There is a certain magical feeling that skaters get the first time they enter a real brick & mortar skate shop. Their faces light up like Charlie entering Willy Wonka’s Chocolate Factory, their eyes wide open and filled with wonder. They stare up at the shelves filled with skates and protective gear, they search through the display cases filled with wheels and skate parts of all shapes and sizes and they even have the opportunity to try on skates in real life. The feeling is surreal. The skaters pick their new items and immediately want to hit their local park or favorite skate spot to try out their new gear. It is moments like these that can plant the seed that may eventually blossom into a life transforming passion.

We had the opportunity to speak with Texas blading legend Fritz Peitzner, owner of Carriers Skate Shop, about what led to his transition from skater to company owner and his experience in opening a legitimate skate shop in this digital age and what he has done to ensure its continued success.


Fritz Peitzner, owner of Carriers Skate Shop.

⦁ In the start Carriers was originally a clothing line, I remember you moving to Peru to work closely with the manufacturers of your clothing. How did that progress to selling skates and was your original intention to work up to owning a skate shop?

The way this whole thing started is pretty amazing. I went to Peru originally on a small Razors tour and loved the country so much that I stayed. My friend Carlos Lora who owns Extreme shop Peru (skate shop) hosted me for about 7 months. I have traveled like this twice in my life and have learned that magical things happen when you have no plan and take opportunities.

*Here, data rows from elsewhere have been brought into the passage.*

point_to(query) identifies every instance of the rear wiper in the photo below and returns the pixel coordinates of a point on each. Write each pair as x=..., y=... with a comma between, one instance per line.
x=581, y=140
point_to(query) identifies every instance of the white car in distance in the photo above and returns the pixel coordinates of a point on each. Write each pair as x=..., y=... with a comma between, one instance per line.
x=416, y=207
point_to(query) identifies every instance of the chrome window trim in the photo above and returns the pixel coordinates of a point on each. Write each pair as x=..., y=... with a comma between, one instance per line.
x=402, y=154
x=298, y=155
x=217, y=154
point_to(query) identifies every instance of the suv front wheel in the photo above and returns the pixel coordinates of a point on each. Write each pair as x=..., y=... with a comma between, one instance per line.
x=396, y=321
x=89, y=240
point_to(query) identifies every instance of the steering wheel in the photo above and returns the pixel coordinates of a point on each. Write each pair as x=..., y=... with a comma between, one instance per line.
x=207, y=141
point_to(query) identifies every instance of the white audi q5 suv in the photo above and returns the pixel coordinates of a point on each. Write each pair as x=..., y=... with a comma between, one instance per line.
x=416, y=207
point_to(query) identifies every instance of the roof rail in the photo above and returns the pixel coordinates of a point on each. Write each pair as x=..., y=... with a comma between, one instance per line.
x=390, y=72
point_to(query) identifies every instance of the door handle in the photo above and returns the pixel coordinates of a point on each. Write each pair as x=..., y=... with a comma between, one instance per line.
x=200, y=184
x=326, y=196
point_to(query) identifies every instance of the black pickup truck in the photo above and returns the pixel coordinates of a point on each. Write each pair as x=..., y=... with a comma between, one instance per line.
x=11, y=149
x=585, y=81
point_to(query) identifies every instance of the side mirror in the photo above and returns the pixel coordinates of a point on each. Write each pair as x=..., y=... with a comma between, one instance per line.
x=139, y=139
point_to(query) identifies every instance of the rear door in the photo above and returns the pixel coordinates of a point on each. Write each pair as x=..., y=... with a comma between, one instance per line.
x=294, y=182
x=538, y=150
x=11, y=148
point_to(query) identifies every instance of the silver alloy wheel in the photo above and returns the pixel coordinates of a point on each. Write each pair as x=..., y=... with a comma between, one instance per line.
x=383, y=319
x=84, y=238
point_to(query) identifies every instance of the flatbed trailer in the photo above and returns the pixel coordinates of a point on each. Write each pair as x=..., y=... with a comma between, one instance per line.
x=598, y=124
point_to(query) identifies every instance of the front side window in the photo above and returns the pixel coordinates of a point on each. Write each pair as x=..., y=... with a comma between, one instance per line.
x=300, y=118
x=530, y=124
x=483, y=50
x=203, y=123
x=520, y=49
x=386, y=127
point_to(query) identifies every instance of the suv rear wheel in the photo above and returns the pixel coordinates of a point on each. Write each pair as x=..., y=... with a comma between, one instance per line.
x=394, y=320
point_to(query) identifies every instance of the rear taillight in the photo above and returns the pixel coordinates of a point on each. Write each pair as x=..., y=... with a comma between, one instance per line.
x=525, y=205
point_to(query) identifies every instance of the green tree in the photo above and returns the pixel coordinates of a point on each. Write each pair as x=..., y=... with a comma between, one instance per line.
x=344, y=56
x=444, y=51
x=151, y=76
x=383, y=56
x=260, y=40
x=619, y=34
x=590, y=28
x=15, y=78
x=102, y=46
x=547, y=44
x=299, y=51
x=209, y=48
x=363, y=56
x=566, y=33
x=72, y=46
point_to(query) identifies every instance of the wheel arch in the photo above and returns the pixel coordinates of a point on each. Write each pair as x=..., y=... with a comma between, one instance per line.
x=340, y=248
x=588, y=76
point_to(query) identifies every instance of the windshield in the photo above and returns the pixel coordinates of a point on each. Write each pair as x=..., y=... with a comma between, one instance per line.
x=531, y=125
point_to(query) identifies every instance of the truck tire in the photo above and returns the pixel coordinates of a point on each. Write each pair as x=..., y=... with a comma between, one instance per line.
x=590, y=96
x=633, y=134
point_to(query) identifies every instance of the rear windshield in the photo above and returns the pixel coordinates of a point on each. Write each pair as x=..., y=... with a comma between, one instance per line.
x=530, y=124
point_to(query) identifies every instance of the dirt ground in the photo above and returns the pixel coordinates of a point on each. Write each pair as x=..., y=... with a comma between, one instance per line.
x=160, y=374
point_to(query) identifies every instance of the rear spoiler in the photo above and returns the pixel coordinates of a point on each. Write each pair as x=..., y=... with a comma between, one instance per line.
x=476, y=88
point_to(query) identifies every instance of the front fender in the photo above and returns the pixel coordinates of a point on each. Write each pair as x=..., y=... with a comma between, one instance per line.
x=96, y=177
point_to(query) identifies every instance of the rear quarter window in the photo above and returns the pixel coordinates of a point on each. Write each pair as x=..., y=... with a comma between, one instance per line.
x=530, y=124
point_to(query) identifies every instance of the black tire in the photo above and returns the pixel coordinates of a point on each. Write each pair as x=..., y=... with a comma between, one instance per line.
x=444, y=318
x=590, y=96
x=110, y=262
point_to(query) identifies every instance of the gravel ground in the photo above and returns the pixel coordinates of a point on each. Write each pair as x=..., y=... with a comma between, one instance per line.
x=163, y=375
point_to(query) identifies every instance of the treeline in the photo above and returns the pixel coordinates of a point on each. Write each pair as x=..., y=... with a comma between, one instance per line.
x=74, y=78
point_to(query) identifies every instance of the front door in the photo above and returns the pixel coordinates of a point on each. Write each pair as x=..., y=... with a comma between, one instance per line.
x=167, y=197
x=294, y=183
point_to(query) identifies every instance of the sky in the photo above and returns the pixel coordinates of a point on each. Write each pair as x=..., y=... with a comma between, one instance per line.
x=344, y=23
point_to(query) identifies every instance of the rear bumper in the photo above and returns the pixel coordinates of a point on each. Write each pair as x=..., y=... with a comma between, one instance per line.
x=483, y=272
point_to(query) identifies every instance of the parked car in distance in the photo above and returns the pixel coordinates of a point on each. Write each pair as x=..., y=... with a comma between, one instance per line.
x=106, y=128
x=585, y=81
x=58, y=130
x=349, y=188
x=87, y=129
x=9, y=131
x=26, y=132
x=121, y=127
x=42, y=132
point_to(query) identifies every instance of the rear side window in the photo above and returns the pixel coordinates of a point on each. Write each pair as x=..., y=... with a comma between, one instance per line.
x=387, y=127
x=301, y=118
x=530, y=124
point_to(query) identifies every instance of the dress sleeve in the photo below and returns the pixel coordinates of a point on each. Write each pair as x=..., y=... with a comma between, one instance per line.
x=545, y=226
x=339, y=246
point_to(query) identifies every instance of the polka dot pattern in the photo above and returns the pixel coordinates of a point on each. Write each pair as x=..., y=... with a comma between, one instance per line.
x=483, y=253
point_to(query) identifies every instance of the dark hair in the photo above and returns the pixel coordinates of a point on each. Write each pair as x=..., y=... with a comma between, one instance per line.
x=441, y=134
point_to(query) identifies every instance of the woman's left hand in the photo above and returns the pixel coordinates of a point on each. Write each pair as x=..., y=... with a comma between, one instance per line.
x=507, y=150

Towards the end of my trip in Peru I discovered a small town where everything to start a clothing line is made and sold, this fascinated me. My original intention was just to make a proper fitting clothing line. My first try was not bad, I had custom made tee shirts which were made with a high quality cotton known as pima. I also had some chino pants made. My sizes were a little off but I started getting ideas on how to make it better. It took some years until I tried again but I ended up making some pretty nice fitting and quality shirts that sold out. Around this time I was out skating and someone stopped me to ask about my big wheel skates, this is when I decided to sell inline skates. Traveling sparked the whole thing along with the friends I have made on the way.  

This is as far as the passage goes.